En su más reciente libro, Antropología del cerebro, Roger Bartra estudia las redes culturales que determinan el funcionamiento de la mente. El hombre dispone de un exocerebro, una ampliación exterior de la conciencia, el espejo social que contribuye a configurar las reacciones neuronales.

Las computadoras son una prolongación del cuerpo pero están alimentadas por un software que nunca es un producto terminado sino sólo una versión. Se trata, pues, de un cuerpo inestable. En sus entrañas, un documento puede ser un original o una copia. La ensayista alemana Mercedes Bunz ha dedicado un libro al tema: La utopía de la copia. La relación entre el sujeto y la tecnología produce una tensa interdependencia. Los programadores diseñaron un recurso para que los usuarios dejaran su impronta (la firma digital http que permite rastrearlo), tal vez para perseguir posibles culpables o tal vez para dotar al sistema de un rasgo antropomórfico y librarlo de la despersonalización. Lo importante es que, sin darnos cuenta, dejamos rastros en el proceso digital. Esas huellas se llaman cookies. Como Hänsel y Gretel, avanzamos por el bosque tirando migas de galletas.

Esta imagen de cuento de hadas es difícil de asociar con la guerra. Sin embargo, lo que se busca en el sistema operacional del enemigo es, precisamente, cookies, el trazo de migas incriminatorias.

Dominar al enemigo implica dominar sus computadoras. Las FARC han perdido su acervo digital. El uso que se le dé a la documentación y el grado de veracidad con que se investigue pueden ser decisivos para acabar con ese afluente de la violencia colombiana, tan funesto como los paramilitares.

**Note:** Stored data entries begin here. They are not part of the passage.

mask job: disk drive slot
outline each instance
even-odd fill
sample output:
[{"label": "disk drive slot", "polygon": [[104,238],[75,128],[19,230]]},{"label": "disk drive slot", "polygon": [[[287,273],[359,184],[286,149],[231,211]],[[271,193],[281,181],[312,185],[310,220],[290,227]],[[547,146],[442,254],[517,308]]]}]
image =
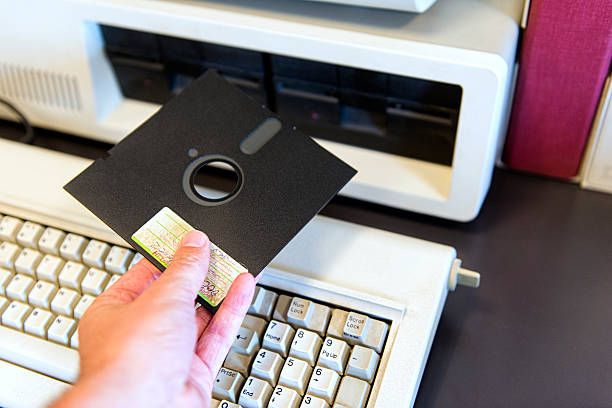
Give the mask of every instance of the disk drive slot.
[{"label": "disk drive slot", "polygon": [[313,137],[452,165],[458,85],[118,27],[101,30],[127,98],[165,103],[215,69]]}]

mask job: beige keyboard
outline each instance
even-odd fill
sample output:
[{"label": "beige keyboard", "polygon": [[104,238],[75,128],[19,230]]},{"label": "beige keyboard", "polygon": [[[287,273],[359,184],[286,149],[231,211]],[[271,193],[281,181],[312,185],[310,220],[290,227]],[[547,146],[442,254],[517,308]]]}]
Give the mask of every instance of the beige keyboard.
[{"label": "beige keyboard", "polygon": [[364,407],[387,332],[364,314],[258,287],[213,407]]},{"label": "beige keyboard", "polygon": [[[0,358],[66,382],[78,375],[78,322],[141,255],[0,215]],[[365,407],[389,322],[258,286],[213,407]]]},{"label": "beige keyboard", "polygon": [[0,220],[2,326],[78,348],[78,320],[142,256],[19,218]]}]

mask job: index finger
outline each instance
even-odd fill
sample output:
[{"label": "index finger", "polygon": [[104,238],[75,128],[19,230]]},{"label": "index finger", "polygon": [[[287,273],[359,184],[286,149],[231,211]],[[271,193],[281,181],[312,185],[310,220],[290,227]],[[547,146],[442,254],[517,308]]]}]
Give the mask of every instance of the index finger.
[{"label": "index finger", "polygon": [[251,305],[254,290],[253,275],[250,273],[238,275],[221,307],[198,339],[196,354],[215,375],[221,368]]}]

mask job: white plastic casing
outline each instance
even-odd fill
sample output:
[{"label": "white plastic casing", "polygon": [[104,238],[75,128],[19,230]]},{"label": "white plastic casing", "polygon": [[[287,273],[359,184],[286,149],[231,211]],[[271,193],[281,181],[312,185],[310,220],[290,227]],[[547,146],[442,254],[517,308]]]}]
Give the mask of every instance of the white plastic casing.
[{"label": "white plastic casing", "polygon": [[119,141],[159,106],[123,97],[98,23],[456,84],[452,166],[321,144],[358,170],[341,194],[468,221],[505,134],[522,5],[439,0],[410,14],[289,0],[0,0],[0,95],[35,125]]},{"label": "white plastic casing", "polygon": [[312,0],[341,3],[350,6],[375,7],[390,10],[412,11],[422,13],[431,7],[436,0]]}]

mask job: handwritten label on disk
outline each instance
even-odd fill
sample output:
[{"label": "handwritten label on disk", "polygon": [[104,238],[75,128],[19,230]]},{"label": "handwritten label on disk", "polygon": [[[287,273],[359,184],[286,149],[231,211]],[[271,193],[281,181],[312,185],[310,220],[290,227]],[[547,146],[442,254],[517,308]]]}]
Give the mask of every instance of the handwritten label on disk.
[{"label": "handwritten label on disk", "polygon": [[[193,229],[174,211],[164,207],[132,235],[132,240],[168,267],[183,235]],[[211,242],[210,264],[198,295],[210,305],[217,306],[227,295],[234,279],[244,272],[248,272],[244,266]]]}]

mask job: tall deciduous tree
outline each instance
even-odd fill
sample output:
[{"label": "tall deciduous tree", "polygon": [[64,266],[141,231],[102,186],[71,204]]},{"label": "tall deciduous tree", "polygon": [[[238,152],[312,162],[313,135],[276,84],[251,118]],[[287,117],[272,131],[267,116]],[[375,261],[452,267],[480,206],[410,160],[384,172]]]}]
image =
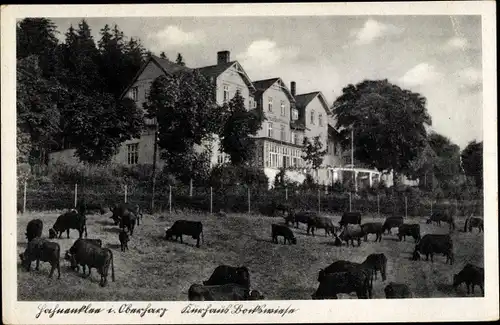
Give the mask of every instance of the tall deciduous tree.
[{"label": "tall deciduous tree", "polygon": [[[221,111],[214,94],[214,86],[197,71],[153,81],[144,108],[158,121],[158,145],[171,168],[186,165],[194,171],[198,160],[194,146],[201,146],[220,130]],[[180,163],[183,157],[184,164]]]},{"label": "tall deciduous tree", "polygon": [[182,66],[186,65],[186,63],[184,63],[184,58],[182,57],[182,54],[177,53],[177,59],[175,59],[175,63]]},{"label": "tall deciduous tree", "polygon": [[312,141],[308,137],[304,137],[303,145],[302,151],[304,153],[304,161],[313,169],[321,167],[323,157],[325,157],[327,150],[322,150],[323,144],[321,143],[320,137],[315,136]]},{"label": "tall deciduous tree", "polygon": [[462,168],[478,188],[483,187],[483,142],[471,141],[461,153]]},{"label": "tall deciduous tree", "polygon": [[247,111],[245,100],[239,93],[231,99],[223,110],[224,124],[220,133],[221,146],[231,157],[233,165],[249,162],[254,155],[255,140],[251,137],[261,128],[264,114],[258,109]]},{"label": "tall deciduous tree", "polygon": [[350,145],[353,128],[357,160],[396,174],[408,170],[424,149],[426,126],[432,123],[422,95],[388,80],[348,85],[336,99],[333,113],[345,147]]}]

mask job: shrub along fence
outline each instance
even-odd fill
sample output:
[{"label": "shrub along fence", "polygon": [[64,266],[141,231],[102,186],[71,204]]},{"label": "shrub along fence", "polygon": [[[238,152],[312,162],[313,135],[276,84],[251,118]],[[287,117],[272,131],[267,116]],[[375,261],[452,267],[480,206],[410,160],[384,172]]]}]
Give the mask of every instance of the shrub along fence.
[{"label": "shrub along fence", "polygon": [[381,191],[357,195],[324,189],[266,189],[244,184],[226,187],[193,187],[159,184],[154,193],[150,182],[132,184],[21,184],[18,212],[68,209],[84,200],[89,209],[129,202],[145,211],[174,212],[183,209],[209,213],[219,211],[272,215],[277,204],[287,203],[299,210],[324,213],[361,211],[365,214],[428,216],[450,210],[455,215],[483,215],[483,200],[435,200],[407,192]]}]

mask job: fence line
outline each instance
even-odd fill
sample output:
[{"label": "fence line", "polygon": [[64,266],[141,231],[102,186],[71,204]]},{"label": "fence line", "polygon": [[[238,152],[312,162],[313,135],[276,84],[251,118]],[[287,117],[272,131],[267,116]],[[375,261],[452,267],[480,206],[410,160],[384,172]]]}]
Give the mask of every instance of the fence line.
[{"label": "fence line", "polygon": [[[459,215],[476,213],[482,215],[483,201],[429,199],[427,196],[407,195],[407,193],[387,192],[366,194],[330,191],[323,194],[316,190],[292,189],[287,187],[257,188],[246,185],[226,187],[191,187],[159,184],[154,196],[146,184],[124,185],[85,185],[83,184],[37,184],[24,182],[18,192],[18,210],[66,209],[79,200],[87,204],[115,204],[129,202],[139,204],[145,209],[155,200],[155,211],[175,209],[214,210],[270,214],[272,206],[287,201],[296,209],[316,210],[318,212],[361,211],[377,216],[400,214],[404,216],[430,215],[435,210],[451,209]],[[74,187],[74,189],[71,189]],[[72,193],[73,192],[73,193]],[[246,192],[246,193],[245,193]],[[192,194],[192,196],[191,196]],[[245,196],[247,202],[245,202]],[[22,202],[22,206],[21,206]]]}]

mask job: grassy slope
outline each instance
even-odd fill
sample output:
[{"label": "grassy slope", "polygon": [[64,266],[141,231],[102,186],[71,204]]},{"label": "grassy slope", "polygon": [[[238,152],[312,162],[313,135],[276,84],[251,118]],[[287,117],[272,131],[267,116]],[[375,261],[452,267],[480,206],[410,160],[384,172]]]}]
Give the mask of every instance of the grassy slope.
[{"label": "grassy slope", "polygon": [[[18,253],[24,250],[26,224],[40,218],[44,221],[43,236],[55,222],[57,213],[32,213],[18,217]],[[196,241],[184,236],[184,244],[165,241],[164,227],[177,219],[200,220],[204,226],[204,244],[196,248]],[[336,217],[337,221],[339,217]],[[363,222],[379,219],[365,217]],[[465,296],[465,286],[458,291],[450,284],[467,262],[483,265],[483,236],[463,233],[463,220],[459,219],[458,230],[452,235],[455,245],[455,264],[445,264],[443,256],[435,256],[434,263],[425,260],[414,262],[409,257],[414,248],[412,238],[406,242],[397,241],[395,235],[385,235],[380,243],[362,242],[360,247],[334,247],[332,237],[324,237],[319,230],[316,237],[306,236],[304,225],[294,229],[298,237],[297,245],[271,243],[271,223],[282,219],[229,215],[227,217],[206,214],[178,214],[172,216],[144,216],[144,222],[136,228],[129,243],[130,250],[122,253],[119,249],[117,227],[107,216],[88,216],[89,238],[101,238],[103,246],[114,253],[116,282],[109,278],[105,288],[98,285],[96,270],[92,277],[84,279],[68,269],[68,262],[61,263],[61,279],[48,279],[50,265],[40,264],[40,271],[27,273],[18,265],[19,300],[187,300],[187,290],[192,283],[208,279],[219,264],[246,265],[250,269],[251,285],[264,293],[266,299],[310,299],[318,286],[317,274],[320,268],[328,266],[336,259],[362,262],[371,253],[385,253],[388,257],[388,273],[385,283],[374,282],[374,298],[384,298],[383,289],[389,281],[405,282],[415,297],[456,297]],[[448,227],[426,225],[419,222],[422,234],[446,233]],[[396,229],[393,230],[397,232]],[[70,239],[57,240],[62,252],[69,249],[78,233],[72,230]],[[373,237],[372,237],[373,236]],[[62,253],[63,254],[63,253]],[[32,263],[34,268],[35,263]],[[110,270],[111,271],[111,270]],[[57,273],[56,273],[57,274]],[[479,288],[476,296],[480,295]],[[355,298],[355,295],[342,295]]]}]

Mientras tanto, en otra guerra, el crimen organizado ha ganado una batalla decisiva en el terreno de la computación. El pasado fin de semana murieron 25 personas en Ciudad Juárez. Salvo los valientes que se atrevieron a festejar el triunfo de los Indios de Juárez en su lucha por el ascenso en el futbol, la población apenas salió a la calle, no sólo a causa de las ejecuciones sino por los mensajes de amenaza que recibió a través del correo electrónico. El terror ha llegado a la parte más sensible del cuerpo posthumano, la computadora. ¿Cómo fue posible que los narcos dispusieran de los correos de toda una comunidad? Lo que parece una utopía negativa imaginada por Orwell quizá no sea tan complejo en términos técnicos. En una sociedad donde los bancos venden los datos de sus clientes para que les ofrezcan promociones delirantes, no es de extrañar que también el crimen organizado viole esa zona de la vida privada. Lo extraño es que el gobierno no dé con las redes de lavado de dinero o financiamiento del narcotráfico.

El miércoles, el general a cargo de los operativos en Sinaloa dijo que sufrió bajas porque se le acabó el parque. Mientras el Ejército y el gobierno operan con la lógica que llevó a la derrota de Churubusco en agosto de 1847, el enemigo lleva un siglo de ventaja.